PART 2: Russert bungled Social Security, as he has done through the years. See THE DAILY HOWLER, 9/28/07.

PART 3: Angry lodge members banded together, certain that Russert knew best. See THE DAILY HOWLER, 10/1/07.
Today, the whole Raccoon Lodge agrees to play stupid, just as they’ve done in the past.

PART 4—DAMNED FOR THE YANKEES: The first person we saw who took it seriously was the New York Times’ hapless Gail Collins. On Saturday morning, Collins was typing very hard about the way vile Hillary Clinton just won’t take any firm stands. We thought the column was weak through and through. But then, dear God! She typed this:
COLLINS (9/29/07): It's one thing to refuse to answer a hypothetical question about whether there is any circumstance under which you might ever use nuclear weapons against Iran. It's another to refuse to commit on who you'd root for if the Yankees played the Cubs in the World Series. No young person is going to fall in love with politics because of a candidate who says: ''I would probably have to alternate sides.”
Good God—Collins actually seemed to be serious! She actually seemed to be criticizing Clinton for the joking remarks she made when Russert asked her, in last week’s debate, who she’d root for if the Cubs played the Yankees in the World Series. But then, Collins perhaps didn’t understand that Clinton was joking about those “alternate sides”—making a play on the way the commander-in-chief used to switch sides at half-time at the Army-Navy football game. (Prexies no longer attend that game.) Maybe Collins just didn’t know that this whole thing had been a damn joke.

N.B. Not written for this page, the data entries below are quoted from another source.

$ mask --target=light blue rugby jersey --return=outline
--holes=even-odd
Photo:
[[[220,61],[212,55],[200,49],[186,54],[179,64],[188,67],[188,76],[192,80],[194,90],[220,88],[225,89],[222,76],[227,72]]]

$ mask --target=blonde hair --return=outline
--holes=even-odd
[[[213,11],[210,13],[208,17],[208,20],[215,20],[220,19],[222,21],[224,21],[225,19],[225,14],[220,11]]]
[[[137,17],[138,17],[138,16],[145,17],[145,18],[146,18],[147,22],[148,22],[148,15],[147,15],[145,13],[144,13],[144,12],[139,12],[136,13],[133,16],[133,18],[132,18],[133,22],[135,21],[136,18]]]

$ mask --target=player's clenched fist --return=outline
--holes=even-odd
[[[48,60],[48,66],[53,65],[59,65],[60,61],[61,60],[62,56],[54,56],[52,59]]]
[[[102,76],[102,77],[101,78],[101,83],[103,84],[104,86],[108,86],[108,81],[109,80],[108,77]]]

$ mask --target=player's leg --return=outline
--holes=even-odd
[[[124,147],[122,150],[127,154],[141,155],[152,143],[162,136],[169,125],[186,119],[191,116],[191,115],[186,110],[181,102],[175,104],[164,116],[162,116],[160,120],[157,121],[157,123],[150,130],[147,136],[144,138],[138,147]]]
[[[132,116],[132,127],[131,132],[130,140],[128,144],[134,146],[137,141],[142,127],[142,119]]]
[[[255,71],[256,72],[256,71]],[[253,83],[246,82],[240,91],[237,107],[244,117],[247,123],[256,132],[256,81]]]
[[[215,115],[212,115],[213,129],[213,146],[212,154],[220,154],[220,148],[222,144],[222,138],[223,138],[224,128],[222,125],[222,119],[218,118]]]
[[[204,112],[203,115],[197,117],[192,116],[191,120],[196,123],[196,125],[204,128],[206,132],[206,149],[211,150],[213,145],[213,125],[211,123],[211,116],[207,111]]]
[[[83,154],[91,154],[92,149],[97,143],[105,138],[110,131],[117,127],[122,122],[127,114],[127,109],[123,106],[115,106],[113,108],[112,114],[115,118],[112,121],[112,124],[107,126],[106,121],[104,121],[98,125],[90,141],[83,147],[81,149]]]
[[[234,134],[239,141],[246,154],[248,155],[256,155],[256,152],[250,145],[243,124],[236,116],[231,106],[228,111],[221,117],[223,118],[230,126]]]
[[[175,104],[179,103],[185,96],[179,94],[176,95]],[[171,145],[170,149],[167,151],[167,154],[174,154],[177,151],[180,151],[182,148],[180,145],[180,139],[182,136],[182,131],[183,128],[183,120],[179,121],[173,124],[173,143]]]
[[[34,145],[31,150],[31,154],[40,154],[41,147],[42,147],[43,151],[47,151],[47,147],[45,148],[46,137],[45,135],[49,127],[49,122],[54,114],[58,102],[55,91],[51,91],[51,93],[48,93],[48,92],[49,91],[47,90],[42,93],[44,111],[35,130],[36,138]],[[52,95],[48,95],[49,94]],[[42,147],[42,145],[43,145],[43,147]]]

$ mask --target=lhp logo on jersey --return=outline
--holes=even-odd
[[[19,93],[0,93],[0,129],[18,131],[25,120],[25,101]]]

But then, good lord! The very next day, a doddering Dean voiced the same complaint—and he too seemed to be playing it straight! Here’s where The Pundit Dean ended up as he bleated about Clinton’s “evasiveness:
BRODER (9/30/07): It went on like that through several more topics, until a final question about baseball fandom. Clinton identified herself as a Yankees fan, saying she knew it would not help her with the Red Sox Nation supporters in New Hampshire. But what if it is the Cubs vs. the Yankees, Russert asked. "I guess I would have to alternate," she said, triangulating once again.

This dodginess got her through the two hours. Whether it can get her through the next three months is a different question...
There are no words for such phony conduct. It was clear that Clinton was joking throughout this pointless exchange with Russert. But to Broder, when Clinton joked about her two favorite teams, this meant that she was “triangulating again!” It was a mark of her “dodginess,” the tired old Hill-hater said.

And then, it was time for Meet the Press—and the Head Raccoon had summoned some lodge-mates to sit agreeably on his panel. Like Digby (hurrah!), we’ll post a substantial chunk of what happened. It defies the things we think we know—to see that people will gather in a group, on TV, and pretend to be this stupid. The Head Raccoon was shedding real tears as this ludicrous segment began:
RUSSERT (10/1/07): I tried to get these candidates to take positions on Iraq, on Social Security, on the big issues.


RUSSERT: We talked about baseball. And I found this exchange particularly interesting. Let's watch.


RUSSERT: Senator Clinton, what about a World Series, Yankees and Cubs?

CLINTON: Well, you know, I've worried about that because I think, given the Cubs' record, which—of course I, I hope it happens, but it could very well be a sign of the coming apocalypse were that to ever occur. It would be so out of history that you'd have the Cubs vs. the Yankees. Then I'd be really in trouble. But I—

RUSSERT: But who would you be for?

CLINTON: Well, I would probably have to alternate sides. (Laughter)

(End videotape)

RUSSERT: Well, the Cubs are in the playoffs, David.


RUSSERT: Cubs, Yankees. You going to seat—sit behind each dugout?

GREGORY: You can't have it all. In the sports world, you can't have it all.


GREGORY: That reeks of calculation, which is a potential downside for her.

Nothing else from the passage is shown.